Consider also this quote from his site:

"I have heard some skeptics state that the engines force would have been dispersed mainly sideways, but if this is so, what actually held up the 2,300lbs of lunar lander when it was on its descent to the Lunar surface?"

This too appears to argue that the characteristics (or even the presence) of an underlying surface is a key factor in how much thrust a rocket develops. Now there is a sort of ground effect when one is very near the surface, but that's not the essential component of thrust. It's merely tacked onto the basic thrust developed through Newtonian conservation of momentum.

And plume dispersal does affect the amount of thrust developed, but not the dispersal that occurs when the plume encounters a surface some distance away. In convergent-divergent nozzle designs, the nozzle converts pressure to velocity. Ideally the path of all exhaust molecules at the exit plane will be collinear and parallel to the axis of thrust, and the pressure of the exhaust gas will be equal to the ambient outside pressure. But it's practically impossible to achieve the ideal nozzle design for a vacuum (exit plane pressure of zero), and there will always be some residual pressure at the exit plane that will cause the plume to disperse and "waste" some thrust nonpropulsively. And it's even more difficult to design the ideal nozzle for a variable-thrust engine.

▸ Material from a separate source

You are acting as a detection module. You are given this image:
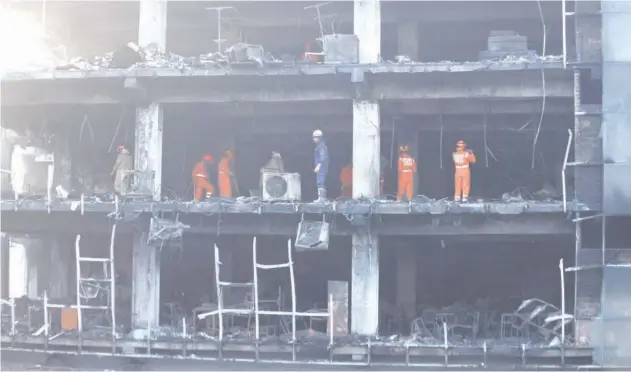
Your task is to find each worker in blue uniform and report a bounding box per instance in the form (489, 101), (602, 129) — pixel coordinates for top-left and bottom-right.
(312, 129), (329, 202)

But this doesn't appear to be what Mr. Cosnette is talking about. A common, though inaccurate, abstraction of the principle of propulsion is that the LM "balances" on a "column" of exhaust. Balance is indeed important; the thrust vector must point through the center of mass. And there is indeed a column of exhaust -- the more columnar the better. But this is not the same physical arrangement as a static load balanced on an actual solid column. The density of the exhaust plume is, in fact, almost entirely irrelevant to the amount of thrust that engine produces.

Apparently Mr. Cosnette's common sense has failed him again.